Published 7 Mar 2024 in cs.LG and physics.ao-ph

Abstract: Physics simulation results of natural processes usually do not fully capture the real world. This is caused for instance by limits in what physical processes are simulated and to what accuracy. In this work we propose and analyze the use of an LSTM-based deep learning network ML architecture for capturing and predicting the behavior of the systemic error for storm surge forecast models with respect to real-world water height observations from gauge stations during hurricane events. The overall goal of this work is to predict the systemic error of the physics model and use it to improve the accuracy of the simulation results post factum. We trained our proposed ML model on a dataset of 61 historical storms in the coastal regions of the U.S. and we tested its performance in bias correcting modeled water level data predictions from hurricane Ian (2022).

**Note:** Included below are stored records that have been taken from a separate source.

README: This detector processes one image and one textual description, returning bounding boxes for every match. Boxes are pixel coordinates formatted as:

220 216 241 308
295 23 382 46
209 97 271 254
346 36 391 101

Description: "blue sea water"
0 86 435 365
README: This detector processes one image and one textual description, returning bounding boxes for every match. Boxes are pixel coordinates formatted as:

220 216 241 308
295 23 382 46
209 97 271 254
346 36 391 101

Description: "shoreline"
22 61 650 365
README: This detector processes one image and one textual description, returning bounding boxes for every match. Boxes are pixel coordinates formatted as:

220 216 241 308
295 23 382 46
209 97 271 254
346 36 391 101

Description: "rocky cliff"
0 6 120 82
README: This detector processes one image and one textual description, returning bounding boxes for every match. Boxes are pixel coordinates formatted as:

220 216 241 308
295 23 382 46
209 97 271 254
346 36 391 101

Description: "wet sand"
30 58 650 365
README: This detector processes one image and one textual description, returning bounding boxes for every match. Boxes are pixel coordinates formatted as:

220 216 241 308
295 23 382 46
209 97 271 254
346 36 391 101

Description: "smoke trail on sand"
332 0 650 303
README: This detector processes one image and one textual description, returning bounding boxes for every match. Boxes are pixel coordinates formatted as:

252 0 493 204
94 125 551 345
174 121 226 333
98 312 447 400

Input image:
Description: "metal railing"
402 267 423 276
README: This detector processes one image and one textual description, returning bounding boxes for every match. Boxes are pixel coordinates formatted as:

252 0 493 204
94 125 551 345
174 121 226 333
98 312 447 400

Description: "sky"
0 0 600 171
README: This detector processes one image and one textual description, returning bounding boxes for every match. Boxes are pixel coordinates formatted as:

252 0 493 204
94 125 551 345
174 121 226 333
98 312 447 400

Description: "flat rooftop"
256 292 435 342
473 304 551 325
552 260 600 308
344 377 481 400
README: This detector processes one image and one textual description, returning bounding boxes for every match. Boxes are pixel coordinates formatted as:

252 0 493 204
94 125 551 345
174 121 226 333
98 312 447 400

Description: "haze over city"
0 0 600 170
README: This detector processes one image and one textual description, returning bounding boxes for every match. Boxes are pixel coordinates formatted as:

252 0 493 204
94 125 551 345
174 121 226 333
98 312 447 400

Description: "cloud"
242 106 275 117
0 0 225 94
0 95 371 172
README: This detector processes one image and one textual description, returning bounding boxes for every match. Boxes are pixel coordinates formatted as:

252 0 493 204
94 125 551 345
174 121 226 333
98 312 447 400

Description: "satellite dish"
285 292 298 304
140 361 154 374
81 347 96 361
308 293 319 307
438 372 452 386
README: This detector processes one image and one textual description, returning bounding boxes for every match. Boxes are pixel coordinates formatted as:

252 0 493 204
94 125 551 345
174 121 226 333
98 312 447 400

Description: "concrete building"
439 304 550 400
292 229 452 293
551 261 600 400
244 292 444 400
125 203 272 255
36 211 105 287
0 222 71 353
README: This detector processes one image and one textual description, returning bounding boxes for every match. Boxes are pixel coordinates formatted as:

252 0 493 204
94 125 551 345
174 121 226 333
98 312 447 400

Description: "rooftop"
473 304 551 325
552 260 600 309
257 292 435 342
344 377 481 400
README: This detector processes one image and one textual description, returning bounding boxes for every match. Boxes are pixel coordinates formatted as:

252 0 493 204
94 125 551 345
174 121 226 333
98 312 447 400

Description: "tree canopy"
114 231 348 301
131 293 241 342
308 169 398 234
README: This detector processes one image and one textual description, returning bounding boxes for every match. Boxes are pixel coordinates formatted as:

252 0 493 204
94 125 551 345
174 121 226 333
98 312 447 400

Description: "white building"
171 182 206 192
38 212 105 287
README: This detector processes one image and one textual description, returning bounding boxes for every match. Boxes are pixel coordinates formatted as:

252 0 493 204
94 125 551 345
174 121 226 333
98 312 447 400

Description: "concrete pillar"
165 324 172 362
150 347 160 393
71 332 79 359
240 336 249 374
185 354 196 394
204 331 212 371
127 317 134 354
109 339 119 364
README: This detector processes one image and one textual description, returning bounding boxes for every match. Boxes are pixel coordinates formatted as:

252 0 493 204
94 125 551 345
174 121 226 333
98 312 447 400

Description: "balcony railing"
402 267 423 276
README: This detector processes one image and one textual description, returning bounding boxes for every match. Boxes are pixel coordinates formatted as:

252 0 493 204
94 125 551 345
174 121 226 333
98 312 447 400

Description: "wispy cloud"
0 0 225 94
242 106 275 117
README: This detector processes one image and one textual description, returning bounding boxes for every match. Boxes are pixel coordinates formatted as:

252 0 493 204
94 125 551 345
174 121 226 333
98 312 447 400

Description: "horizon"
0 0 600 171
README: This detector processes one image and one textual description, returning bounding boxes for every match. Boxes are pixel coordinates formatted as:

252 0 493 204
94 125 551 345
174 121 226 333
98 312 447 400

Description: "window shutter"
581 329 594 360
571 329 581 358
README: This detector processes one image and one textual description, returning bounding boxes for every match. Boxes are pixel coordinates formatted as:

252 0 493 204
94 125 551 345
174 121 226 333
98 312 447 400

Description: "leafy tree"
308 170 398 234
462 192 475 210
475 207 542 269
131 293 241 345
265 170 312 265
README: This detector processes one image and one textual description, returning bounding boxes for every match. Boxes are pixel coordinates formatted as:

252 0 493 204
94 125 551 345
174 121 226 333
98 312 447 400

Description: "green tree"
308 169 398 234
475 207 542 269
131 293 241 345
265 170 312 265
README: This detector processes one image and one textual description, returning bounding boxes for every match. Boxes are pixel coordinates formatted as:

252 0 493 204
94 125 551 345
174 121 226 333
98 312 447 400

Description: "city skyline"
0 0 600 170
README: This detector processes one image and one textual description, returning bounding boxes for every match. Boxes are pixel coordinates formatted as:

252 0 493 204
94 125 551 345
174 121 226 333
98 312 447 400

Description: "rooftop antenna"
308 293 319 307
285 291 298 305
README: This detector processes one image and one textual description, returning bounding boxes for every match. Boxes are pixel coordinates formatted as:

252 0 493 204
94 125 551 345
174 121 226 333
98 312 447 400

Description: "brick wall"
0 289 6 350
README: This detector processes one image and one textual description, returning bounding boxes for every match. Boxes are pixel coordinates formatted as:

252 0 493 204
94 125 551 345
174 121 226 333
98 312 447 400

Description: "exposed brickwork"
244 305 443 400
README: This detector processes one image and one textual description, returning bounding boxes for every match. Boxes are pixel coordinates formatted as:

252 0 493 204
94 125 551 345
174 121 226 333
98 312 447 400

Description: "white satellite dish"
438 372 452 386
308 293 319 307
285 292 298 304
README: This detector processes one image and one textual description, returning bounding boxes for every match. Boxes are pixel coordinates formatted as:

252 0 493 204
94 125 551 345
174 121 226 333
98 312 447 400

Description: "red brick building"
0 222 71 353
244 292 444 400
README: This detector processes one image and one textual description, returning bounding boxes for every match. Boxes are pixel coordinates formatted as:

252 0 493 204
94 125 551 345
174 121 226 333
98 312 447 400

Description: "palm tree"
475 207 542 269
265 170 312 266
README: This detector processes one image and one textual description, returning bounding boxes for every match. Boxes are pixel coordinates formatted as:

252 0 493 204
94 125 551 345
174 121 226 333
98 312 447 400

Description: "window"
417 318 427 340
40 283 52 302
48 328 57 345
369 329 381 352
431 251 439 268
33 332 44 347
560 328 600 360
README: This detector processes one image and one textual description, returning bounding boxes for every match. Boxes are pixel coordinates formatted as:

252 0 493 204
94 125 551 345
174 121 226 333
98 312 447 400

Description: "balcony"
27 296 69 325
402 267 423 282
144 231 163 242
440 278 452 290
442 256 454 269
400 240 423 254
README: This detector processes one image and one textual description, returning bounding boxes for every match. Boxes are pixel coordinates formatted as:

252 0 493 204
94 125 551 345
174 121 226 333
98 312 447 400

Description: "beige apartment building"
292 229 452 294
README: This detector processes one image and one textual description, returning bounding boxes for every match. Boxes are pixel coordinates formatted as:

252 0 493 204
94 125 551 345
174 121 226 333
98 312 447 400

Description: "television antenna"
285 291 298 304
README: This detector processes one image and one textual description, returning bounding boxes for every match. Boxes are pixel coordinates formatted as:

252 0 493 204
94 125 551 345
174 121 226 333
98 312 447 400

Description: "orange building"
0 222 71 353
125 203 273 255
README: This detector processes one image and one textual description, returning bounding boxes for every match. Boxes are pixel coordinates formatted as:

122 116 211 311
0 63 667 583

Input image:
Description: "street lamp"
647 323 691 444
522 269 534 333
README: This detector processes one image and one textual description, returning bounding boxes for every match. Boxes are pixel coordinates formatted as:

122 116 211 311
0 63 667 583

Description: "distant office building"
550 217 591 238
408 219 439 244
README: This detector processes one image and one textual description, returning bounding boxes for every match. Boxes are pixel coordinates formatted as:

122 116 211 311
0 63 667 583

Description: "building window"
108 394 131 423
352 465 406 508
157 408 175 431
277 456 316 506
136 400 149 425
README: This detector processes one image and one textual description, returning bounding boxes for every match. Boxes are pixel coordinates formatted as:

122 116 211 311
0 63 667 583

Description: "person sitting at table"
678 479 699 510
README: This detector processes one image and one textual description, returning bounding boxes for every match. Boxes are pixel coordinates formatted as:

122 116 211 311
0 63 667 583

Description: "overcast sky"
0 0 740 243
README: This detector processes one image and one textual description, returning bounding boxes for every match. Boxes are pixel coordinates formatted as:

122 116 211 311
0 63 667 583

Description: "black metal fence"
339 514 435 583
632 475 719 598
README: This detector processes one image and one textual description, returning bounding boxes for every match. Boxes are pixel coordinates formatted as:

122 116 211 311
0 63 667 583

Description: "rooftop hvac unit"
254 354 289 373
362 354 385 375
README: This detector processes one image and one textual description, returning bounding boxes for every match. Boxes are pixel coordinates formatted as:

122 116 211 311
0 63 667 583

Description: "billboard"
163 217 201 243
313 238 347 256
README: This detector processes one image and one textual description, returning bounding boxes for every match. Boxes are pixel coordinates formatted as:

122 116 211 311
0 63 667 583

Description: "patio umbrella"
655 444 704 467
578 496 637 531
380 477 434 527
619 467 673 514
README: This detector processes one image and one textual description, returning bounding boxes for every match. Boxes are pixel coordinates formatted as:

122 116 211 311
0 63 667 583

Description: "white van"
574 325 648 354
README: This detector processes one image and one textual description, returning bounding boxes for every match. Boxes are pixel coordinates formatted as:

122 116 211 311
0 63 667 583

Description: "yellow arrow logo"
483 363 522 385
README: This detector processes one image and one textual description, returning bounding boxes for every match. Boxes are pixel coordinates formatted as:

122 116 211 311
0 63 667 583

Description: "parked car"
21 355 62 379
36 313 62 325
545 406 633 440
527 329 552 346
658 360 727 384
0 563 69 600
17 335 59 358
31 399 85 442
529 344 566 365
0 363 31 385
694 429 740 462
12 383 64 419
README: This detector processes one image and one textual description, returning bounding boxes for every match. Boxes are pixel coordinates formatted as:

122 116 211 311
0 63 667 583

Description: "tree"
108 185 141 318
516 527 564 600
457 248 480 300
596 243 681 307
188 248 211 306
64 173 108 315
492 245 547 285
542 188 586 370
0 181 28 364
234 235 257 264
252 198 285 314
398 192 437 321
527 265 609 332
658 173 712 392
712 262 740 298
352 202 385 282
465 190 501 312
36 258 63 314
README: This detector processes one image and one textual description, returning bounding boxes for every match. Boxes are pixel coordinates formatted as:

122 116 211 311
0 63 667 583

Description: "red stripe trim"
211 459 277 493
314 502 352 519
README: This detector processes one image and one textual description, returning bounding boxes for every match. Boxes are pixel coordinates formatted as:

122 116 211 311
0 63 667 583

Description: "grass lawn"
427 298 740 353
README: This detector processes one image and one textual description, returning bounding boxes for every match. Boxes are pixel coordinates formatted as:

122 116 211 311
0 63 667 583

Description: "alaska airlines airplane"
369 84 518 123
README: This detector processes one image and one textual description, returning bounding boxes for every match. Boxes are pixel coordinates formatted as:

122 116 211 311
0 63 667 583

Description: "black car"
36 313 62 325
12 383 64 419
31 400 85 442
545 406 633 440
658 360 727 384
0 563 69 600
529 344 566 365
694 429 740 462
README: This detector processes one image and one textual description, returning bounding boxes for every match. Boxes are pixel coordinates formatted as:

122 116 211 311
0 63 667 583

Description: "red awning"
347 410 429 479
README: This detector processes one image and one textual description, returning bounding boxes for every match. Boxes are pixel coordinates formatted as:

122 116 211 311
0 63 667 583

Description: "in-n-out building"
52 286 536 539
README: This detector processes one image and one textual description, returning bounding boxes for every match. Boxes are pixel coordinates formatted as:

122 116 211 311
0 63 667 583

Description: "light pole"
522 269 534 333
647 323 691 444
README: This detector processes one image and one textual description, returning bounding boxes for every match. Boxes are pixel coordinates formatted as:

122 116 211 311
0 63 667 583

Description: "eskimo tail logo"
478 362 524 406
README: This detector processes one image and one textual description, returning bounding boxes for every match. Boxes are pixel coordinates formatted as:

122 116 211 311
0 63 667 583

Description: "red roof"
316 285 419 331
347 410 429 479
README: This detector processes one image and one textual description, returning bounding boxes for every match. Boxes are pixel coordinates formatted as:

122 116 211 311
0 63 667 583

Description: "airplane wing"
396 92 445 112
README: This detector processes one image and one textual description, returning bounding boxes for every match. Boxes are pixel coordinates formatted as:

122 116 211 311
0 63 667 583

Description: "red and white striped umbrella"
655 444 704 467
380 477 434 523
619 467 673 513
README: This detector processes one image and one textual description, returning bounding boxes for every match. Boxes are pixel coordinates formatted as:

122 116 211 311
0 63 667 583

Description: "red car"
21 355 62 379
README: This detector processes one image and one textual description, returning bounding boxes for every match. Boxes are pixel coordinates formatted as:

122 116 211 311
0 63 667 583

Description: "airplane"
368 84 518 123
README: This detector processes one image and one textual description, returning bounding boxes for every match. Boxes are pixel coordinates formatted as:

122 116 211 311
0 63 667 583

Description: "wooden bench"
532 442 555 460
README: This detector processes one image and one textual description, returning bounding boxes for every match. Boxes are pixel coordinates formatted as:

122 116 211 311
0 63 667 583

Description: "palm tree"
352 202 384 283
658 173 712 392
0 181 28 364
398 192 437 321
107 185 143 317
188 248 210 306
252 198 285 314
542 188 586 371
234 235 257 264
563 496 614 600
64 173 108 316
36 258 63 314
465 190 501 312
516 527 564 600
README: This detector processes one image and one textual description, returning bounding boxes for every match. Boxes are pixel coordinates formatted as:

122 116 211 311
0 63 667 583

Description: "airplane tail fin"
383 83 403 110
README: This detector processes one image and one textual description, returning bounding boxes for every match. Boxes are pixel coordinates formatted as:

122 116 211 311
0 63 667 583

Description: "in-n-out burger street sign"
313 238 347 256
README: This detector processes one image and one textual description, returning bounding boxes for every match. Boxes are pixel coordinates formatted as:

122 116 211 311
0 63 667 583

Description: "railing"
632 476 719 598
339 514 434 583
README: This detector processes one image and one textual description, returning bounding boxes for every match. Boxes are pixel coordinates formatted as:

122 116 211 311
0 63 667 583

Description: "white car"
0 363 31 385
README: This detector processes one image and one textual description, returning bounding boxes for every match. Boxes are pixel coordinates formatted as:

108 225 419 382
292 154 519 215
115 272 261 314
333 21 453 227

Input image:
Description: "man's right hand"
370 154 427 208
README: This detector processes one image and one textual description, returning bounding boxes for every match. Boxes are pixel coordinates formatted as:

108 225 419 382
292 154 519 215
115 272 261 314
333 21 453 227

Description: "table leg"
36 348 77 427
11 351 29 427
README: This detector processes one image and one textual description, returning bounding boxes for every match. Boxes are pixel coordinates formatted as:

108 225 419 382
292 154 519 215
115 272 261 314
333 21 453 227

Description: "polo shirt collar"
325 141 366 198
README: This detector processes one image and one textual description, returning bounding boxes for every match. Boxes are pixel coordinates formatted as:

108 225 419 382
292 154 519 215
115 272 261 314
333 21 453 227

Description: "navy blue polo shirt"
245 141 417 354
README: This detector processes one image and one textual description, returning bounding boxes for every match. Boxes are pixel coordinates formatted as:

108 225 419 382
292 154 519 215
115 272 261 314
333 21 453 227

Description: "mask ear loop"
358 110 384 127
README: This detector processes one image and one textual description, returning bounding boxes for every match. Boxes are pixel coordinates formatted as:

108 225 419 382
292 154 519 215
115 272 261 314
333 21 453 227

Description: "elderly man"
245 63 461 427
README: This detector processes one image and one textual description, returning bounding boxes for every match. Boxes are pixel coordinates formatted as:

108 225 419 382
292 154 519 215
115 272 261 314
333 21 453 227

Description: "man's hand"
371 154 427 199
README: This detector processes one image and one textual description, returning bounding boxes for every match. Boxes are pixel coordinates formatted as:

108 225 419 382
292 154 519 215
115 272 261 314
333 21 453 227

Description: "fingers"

We show that our model can consistently improve the forecasting accuracy for hurricane Ian -- unknown to the ML model -- at all gauge station coordinates used for the initial data. Moreover, by examining the impact of using different subsets of the initial training dataset, containing a number of relatively similar or different hurricanes in terms of hurricane track, we found that we can obtain similar quality of bias correction by only using a subset of six hurricanes. This is an important result that implies the possibility to apply a pre-trained ML model to real-time hurricane forecasting results with the goal of bias correcting and improving the produced simulation accuracy. The presented work is an important first step in creating a bias correction system for real-time storm surge forecasting applicable to the full simulation area. It also presents a highly transferable and operationally applicable methodology for improving the accuracy in a wide range of physics simulation scenarios beyond storm surge forecasting.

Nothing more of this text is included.